After an investigatory stop, the police officer observed a shopping bag containing ephedrine on the back seat. The driver consented to a search of the car and 864 dosages of ephedrine were found.
In this case, Sergeant Steve Stewart of the Southaven Police Department testified that he pulled in after Smorowski had stopped Walker’s vehicle. Stewart observed a Wal-Mart bag on the front passenger floorboard which contained several boxes of antihistamine tablets or ephedrine and possibly some batteries in that pack. It seemed like multiple boxes.
Stewart explained to Walker why they were there and asked him if he had any Sudafed in the truck, and he advised that he had purchased several boxes for his store. Stewart then asked would he mind if he looked and Walker said “Yeah, sure. Go ahead. That’s all I have in there.”
Walker testified that when he got out of his vehicle after Smorowski pulled him over, he left the driver’s side door open.

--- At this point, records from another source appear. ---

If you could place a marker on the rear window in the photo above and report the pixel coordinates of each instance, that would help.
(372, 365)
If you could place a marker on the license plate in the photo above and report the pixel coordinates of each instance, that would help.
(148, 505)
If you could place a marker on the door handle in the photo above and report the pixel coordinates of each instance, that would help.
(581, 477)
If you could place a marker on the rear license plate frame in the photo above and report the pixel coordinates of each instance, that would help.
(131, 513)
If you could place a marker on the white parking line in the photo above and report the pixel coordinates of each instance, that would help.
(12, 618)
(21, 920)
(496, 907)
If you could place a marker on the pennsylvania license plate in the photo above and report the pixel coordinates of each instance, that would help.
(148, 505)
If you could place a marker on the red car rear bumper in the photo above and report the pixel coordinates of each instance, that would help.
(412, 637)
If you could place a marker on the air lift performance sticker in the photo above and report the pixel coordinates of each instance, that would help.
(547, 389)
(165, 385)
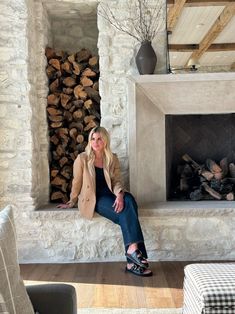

This testimony undermines Walker’s claim that Stewart could not have seen anything inside the vehicle in plain view.
Because we find that the investigatory stop was based on a reasonable suspicion, we also find that, after the ephedrine was seen in plain view, the officers had probable cause to search the vehicle.
* Burchfield was ultimately reviewed by MSC so the hyperlink above will now take you to the MSC ruling.